I had a toothache. A bad, horrible, killing my face toothache. It had moved up my face and into my ear. I went to the Dentist, kicking and screaming, paid my copay begrudgingly. Waited...waited...and waited in the waiting room where every second made me twitchier and more annoyed. Fifty bucks to sit FOREVER...I hated every moment. By the time they called me back I was practically vibrating with anger. I didn't want to be there. I wanted to go home to die in agony in a place I loved.

She took my blood pressure.

Silence.

You could have a heart attack!

What?

You could also have a stroke.

What the fuck?

I in an already frightened pain ridden state panicked. I might have jumped from the seat and needed to be peeled from the ceiling.

It didn't make sense. My blood pressure was insanely high. Stroke possible high. So high that when in labor and pre-eclampsic I had an EMERGENCY C-section.

Of course this high-blood pressure business meant my root-canal would be postponed, because the Dentist was uncomfortable working on someone with so high of blood pressure.

I left in a cloud of denial...and pain...and extreme fear buried somewhere deep.

I didn't tell my husband everything of course because it frightened me. The next day...I dragged myself to the Doctor, who suggested I go to the emergency room.

Now I will say that when going to the ER, it is convenient, (terrifying), to have extremely high blood pressure. All these fancy machines start flashing and making noise and you are whisked away to a private room and covered with goopy sticky monitors that make sure you aren't having a heart attack. They draw your blood and bam you've been in the waiting room long enough to sit in a chair. It's fantastic, (albeit terrifying), service.

Later they ask a thousand questions, and poke you everywhere. Have you take chest x-rays and start taking Nitro Glycerin. Until a doctor comes by to explain that you are not in fact having a heart attack or stroke but you have scary blood pressure and you should see your doctor tomorrow.
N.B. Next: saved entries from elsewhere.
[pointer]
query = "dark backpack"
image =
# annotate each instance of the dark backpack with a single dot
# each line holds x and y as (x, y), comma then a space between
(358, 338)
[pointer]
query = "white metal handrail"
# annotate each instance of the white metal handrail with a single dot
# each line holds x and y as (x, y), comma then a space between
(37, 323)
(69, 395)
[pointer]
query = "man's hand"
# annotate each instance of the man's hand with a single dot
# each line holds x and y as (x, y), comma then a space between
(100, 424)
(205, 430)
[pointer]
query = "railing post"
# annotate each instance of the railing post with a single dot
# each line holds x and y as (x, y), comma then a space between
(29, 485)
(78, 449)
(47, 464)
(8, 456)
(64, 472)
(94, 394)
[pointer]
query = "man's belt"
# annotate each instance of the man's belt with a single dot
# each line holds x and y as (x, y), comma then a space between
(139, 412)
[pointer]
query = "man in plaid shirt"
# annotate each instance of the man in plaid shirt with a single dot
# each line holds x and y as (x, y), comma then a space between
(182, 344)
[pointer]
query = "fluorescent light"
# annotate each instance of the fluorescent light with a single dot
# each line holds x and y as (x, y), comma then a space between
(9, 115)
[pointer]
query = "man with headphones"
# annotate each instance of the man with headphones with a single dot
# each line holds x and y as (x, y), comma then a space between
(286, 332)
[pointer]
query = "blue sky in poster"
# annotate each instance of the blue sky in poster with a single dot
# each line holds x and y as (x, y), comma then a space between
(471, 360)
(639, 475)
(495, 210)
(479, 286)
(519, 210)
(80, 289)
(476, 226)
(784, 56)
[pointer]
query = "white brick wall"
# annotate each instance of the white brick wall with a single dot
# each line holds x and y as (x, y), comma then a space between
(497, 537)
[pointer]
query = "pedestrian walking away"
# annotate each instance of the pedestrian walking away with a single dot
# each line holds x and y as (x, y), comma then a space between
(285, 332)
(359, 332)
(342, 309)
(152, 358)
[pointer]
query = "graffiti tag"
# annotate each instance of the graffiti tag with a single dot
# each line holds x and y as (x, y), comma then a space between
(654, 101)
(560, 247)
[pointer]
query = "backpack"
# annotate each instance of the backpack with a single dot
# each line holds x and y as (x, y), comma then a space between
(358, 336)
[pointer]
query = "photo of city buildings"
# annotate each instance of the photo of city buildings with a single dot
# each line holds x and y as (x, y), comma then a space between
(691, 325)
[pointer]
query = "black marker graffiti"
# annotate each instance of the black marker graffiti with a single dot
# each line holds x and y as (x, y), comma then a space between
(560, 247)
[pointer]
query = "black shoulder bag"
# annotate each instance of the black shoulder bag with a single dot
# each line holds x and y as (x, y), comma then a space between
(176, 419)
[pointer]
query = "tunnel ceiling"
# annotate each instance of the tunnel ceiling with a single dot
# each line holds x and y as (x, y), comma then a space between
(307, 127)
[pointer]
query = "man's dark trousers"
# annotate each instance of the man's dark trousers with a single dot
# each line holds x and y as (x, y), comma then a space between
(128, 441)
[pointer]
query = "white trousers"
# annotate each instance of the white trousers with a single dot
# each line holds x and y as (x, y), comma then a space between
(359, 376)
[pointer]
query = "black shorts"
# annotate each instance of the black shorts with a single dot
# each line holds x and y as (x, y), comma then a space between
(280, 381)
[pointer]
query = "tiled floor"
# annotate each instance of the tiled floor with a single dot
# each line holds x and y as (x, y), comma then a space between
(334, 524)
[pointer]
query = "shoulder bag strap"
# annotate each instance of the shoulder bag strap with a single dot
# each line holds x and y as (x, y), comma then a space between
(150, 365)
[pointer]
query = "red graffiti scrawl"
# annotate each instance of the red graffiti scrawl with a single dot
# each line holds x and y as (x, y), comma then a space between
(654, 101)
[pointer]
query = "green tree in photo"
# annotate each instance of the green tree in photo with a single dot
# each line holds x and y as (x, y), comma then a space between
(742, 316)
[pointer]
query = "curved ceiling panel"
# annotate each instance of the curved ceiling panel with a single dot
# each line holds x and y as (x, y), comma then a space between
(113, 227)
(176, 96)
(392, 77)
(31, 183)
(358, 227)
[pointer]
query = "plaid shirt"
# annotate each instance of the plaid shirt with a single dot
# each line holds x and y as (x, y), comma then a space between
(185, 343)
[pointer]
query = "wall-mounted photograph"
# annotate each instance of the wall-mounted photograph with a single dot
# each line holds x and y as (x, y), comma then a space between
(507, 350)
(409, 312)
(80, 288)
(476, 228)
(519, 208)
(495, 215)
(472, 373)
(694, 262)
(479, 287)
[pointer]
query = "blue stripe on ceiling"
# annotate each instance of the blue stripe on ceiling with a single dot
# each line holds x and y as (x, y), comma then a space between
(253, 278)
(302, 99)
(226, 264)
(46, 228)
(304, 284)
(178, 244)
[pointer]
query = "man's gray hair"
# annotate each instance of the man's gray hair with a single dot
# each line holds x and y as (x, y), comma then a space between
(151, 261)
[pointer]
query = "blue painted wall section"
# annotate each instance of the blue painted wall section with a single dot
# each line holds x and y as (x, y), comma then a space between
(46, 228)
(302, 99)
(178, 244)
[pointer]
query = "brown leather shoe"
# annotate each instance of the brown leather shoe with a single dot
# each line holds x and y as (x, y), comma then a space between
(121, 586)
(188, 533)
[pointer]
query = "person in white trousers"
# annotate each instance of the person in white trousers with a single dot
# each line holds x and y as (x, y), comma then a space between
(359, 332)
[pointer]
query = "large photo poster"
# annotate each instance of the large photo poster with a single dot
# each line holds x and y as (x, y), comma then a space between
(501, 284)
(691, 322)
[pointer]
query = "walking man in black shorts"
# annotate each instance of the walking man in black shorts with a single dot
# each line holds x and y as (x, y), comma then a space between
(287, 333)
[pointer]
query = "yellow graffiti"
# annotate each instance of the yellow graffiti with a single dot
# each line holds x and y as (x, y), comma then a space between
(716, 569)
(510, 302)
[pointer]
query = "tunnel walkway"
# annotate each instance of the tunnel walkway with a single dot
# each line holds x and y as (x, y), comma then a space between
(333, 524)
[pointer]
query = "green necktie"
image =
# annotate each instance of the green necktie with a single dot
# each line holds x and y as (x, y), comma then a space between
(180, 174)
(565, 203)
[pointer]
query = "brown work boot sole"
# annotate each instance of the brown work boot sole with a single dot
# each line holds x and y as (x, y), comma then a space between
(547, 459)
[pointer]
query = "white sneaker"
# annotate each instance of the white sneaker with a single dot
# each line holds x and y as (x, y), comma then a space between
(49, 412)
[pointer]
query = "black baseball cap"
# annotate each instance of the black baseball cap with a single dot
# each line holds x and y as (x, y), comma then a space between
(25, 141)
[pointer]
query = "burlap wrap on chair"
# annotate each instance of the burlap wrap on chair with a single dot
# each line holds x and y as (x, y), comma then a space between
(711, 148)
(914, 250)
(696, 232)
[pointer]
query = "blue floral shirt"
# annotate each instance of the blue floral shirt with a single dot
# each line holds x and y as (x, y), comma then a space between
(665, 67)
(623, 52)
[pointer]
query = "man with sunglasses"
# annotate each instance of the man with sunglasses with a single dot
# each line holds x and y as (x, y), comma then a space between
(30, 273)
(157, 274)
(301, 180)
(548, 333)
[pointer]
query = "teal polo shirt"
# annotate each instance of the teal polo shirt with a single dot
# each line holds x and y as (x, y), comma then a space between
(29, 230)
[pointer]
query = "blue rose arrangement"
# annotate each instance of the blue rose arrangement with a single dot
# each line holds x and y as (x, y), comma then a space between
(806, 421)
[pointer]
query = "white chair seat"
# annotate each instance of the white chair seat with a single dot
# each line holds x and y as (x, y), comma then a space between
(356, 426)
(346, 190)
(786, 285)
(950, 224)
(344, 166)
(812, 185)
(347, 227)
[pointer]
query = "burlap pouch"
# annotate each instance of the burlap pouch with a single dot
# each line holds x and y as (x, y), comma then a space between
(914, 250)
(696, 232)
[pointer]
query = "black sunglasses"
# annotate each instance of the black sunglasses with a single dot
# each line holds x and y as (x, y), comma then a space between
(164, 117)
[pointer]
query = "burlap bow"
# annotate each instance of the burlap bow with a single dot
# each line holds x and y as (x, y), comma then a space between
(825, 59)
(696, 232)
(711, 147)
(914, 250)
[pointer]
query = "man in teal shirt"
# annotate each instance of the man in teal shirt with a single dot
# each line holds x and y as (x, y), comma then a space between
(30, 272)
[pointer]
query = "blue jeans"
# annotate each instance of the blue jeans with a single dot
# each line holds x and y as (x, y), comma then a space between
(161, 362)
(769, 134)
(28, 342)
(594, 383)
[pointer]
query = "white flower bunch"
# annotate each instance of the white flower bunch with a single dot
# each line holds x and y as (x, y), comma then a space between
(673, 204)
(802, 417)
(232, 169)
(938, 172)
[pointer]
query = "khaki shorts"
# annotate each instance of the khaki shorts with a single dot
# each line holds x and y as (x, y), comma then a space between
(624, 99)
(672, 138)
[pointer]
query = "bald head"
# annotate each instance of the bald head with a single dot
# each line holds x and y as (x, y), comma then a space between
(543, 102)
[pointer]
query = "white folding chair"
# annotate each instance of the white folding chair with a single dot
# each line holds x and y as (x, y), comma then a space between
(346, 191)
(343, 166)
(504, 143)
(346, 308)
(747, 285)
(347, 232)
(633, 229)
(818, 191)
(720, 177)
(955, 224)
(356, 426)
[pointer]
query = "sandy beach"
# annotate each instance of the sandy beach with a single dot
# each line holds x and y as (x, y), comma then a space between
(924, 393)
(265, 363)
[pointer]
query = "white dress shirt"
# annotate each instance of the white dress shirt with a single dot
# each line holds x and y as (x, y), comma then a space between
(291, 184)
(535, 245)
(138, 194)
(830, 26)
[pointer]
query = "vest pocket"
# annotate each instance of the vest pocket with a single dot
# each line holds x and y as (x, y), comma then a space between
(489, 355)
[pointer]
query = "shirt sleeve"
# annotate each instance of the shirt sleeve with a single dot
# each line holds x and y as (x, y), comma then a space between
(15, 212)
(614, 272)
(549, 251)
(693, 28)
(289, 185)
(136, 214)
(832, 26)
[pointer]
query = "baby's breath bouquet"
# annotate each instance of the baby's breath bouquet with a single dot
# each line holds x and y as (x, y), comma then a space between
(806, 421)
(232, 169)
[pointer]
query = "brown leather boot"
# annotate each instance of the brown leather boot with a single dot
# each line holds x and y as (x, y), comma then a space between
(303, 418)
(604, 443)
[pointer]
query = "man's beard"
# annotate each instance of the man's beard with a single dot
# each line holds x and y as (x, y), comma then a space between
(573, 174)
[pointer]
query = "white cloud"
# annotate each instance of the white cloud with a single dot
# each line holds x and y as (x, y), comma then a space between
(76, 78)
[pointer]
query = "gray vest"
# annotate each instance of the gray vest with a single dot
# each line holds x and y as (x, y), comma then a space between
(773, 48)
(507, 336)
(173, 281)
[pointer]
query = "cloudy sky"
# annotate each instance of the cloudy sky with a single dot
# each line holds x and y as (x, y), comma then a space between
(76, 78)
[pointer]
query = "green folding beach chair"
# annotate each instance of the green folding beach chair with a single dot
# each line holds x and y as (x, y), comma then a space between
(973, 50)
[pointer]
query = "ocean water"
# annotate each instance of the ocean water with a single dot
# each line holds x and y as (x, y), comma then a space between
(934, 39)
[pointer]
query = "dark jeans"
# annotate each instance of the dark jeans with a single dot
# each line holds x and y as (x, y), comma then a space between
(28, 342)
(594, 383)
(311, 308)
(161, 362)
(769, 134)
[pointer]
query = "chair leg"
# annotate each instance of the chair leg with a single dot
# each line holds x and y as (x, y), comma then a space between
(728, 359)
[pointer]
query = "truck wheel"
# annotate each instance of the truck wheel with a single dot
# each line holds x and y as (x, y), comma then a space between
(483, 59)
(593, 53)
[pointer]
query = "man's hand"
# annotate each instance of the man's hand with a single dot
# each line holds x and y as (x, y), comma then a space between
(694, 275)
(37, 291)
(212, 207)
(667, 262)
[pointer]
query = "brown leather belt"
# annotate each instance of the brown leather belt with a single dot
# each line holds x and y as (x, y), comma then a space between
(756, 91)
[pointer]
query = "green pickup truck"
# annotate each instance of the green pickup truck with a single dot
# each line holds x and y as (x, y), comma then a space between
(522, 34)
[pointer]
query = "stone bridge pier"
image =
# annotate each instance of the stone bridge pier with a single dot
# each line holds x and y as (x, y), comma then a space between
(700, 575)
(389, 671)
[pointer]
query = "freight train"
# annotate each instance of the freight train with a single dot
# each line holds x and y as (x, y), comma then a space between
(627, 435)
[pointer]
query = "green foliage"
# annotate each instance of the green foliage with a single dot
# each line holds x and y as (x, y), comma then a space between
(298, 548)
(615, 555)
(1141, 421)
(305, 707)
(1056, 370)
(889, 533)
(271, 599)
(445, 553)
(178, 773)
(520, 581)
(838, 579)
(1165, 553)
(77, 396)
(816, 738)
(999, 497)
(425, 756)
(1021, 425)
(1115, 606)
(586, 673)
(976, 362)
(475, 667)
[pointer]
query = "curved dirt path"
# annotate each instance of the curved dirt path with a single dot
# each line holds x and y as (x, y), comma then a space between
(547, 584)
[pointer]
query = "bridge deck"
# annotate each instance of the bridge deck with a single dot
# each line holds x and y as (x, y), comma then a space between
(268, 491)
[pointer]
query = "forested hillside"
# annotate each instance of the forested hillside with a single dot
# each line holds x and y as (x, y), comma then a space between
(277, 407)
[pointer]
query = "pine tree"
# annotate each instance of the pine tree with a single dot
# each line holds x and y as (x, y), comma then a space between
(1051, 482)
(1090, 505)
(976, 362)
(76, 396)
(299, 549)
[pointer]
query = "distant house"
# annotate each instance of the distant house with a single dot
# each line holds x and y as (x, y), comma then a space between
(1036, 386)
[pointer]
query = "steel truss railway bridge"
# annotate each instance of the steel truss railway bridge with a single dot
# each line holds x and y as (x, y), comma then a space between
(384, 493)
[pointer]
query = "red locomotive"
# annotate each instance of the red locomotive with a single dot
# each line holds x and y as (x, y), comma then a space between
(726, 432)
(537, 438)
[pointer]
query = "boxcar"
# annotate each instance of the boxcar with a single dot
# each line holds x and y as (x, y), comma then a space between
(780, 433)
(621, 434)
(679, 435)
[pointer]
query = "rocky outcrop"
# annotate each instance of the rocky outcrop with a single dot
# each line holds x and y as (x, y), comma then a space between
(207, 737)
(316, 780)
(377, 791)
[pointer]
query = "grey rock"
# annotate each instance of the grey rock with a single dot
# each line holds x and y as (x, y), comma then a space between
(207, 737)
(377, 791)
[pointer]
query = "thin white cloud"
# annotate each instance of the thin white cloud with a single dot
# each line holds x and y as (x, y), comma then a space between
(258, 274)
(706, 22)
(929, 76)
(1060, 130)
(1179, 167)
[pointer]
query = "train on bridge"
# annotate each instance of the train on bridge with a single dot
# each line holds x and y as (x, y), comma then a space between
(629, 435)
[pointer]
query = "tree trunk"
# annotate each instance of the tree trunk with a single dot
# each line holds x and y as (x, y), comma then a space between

Upon seeing said doctor, blood pressure is still scary high, and you go into the ER again later that night to do it all over again except this time you had a bad reaction to the diuretics and anti anxiety meds which surprisingly make you more fucking anxious so you spend five fucking days getting poked, prodded, stress tested, Cat Scanned, Angiogramed, and every other horrible damn test you can think of and go home so damn happy to be alive that working, writing, is the last freaking thing on your mind.

So yeah....that happened. And I'm taking a sabbatical so to speak to concentrate on said health and blood pressure until I'm sure I'm going to be ok.

I feel better just typing that all out. I still can't believe it.